Dianne Jeffrey, Chair of the Malnutrition Task Force, tells us about how she's been spending her time during lockdown.
It is 6 weeks since I have been out of our house – except in the garden.
What have I been doing all that time? Day after day is the same, so how do I pass the days?
I stare out of the window a lot. I pinch myself to see if this is really happening – has the world really stopped? The whole world? Nobody is travelling anywhere, no one is seeing their family or friends, no one is going to the cinema, the theatre, the pub, the footy match, and almost no one is going to work. Nothing in my 75 years has prepared me for this. I don’t know what to tell my children and grandchildren. How will any of us ever have the confidence to travel, meet, hug one another, of even go out again? It’s safe at home for me…
But then I am in touch with our local Age UK CEO about distributing magazines to our elderly mostly rural population. She tells me of a brilliant idea and asks whether I can recruit some volunteers to write letters, cards, postcards – anything in fact – and send them to a central Age UK hub where they will be delivered to lonely isolated older people locked down at home.

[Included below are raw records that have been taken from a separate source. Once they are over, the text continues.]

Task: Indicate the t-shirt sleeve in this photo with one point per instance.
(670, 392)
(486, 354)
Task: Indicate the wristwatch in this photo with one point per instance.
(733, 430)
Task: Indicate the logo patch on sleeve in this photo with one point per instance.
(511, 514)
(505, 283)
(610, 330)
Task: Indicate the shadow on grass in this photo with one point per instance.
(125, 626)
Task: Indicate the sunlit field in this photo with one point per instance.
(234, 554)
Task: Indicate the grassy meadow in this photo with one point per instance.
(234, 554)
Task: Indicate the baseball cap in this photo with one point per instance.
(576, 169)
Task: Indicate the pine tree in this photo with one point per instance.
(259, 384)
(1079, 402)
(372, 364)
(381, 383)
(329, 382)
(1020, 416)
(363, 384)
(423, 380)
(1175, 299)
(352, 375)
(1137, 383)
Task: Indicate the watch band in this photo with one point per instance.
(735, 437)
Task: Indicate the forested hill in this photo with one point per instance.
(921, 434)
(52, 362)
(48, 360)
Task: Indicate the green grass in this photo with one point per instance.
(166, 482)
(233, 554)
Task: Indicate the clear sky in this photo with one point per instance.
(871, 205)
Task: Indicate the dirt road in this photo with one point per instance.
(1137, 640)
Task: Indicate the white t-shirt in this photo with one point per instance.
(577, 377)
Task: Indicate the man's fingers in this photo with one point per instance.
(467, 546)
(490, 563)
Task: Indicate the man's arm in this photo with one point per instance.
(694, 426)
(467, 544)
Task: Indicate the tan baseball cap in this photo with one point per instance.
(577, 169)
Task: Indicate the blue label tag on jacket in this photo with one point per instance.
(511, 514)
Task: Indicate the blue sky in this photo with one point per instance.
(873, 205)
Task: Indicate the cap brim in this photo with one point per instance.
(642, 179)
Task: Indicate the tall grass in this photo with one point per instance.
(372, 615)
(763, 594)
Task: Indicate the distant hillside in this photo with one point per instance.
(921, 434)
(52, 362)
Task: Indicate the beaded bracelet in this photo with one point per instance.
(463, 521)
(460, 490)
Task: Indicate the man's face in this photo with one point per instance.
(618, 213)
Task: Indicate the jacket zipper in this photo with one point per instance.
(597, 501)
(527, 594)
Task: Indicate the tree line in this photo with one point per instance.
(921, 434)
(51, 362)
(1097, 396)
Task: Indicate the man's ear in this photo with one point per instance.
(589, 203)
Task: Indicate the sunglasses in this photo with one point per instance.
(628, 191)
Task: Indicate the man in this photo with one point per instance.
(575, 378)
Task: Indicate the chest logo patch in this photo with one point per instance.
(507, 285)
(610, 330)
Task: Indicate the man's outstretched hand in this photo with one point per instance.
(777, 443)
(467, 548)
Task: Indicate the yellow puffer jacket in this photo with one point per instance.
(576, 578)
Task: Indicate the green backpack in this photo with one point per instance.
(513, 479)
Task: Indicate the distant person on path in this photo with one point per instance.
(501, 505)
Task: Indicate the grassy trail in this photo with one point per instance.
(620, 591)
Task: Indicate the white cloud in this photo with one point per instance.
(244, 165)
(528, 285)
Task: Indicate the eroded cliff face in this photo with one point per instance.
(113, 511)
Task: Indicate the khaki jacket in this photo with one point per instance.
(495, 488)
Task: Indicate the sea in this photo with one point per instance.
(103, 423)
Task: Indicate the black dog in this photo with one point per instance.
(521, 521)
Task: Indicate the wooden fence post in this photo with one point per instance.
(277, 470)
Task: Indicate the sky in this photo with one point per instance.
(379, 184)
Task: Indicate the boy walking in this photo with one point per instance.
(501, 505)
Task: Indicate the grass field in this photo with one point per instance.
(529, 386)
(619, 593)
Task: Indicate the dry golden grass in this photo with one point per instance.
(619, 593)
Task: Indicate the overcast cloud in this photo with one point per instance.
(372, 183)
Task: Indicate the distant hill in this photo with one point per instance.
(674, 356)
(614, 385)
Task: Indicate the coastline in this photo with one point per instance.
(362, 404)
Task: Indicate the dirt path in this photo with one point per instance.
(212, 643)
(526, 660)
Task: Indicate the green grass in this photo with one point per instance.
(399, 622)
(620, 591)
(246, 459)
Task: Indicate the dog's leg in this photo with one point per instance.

Letter writers don’t share any personal details, she tells me, or make any controversial or discriminatory remarks. They do, however, describe positive things like how they feel, what they are doing to keep occupied and cheerful, activities they enjoy at home, memories and reminiscences etc. They ask questions to stimulate the older person reading the letter to think about how they feel and what they look forward to. Most of all, they reassure the reader that they are not forgotten about, are still loved and cared for. Age UK Derby & Derbyshire are in contact with many older people who normally attend their services and centres for activities and social contact. They are currently working hard to ensure they get regular telephone contact from a familiar voice but a letter gives people a real boost too
It isn’t like a pen-friend, as there is no long-term commitment or risk at all.
Actually the coronavirus letter-writing scheme turns out to have therapeutic benefits for those well-wishers who write them, as well as for those who receive them.
It is a bit like having a conversation with a stranger on a train. Once you start scribbling these thoughts on a card to a lonely stranger, it becomes quite addictive. If you want to try it, sign with your first name only, and send your letters to:
Age UK Derby and Derbyshire
29A Market Place,
Scrolling idly through the internet I suddenly come across this quick and easy chocolate cake – no eggs or butter – from Jenny Can Cook. Yes! I am off to bake it. No one to eat it here for sure, but at least the kitchen will smell divine today, and I can give it to our village volunteers tomorrow.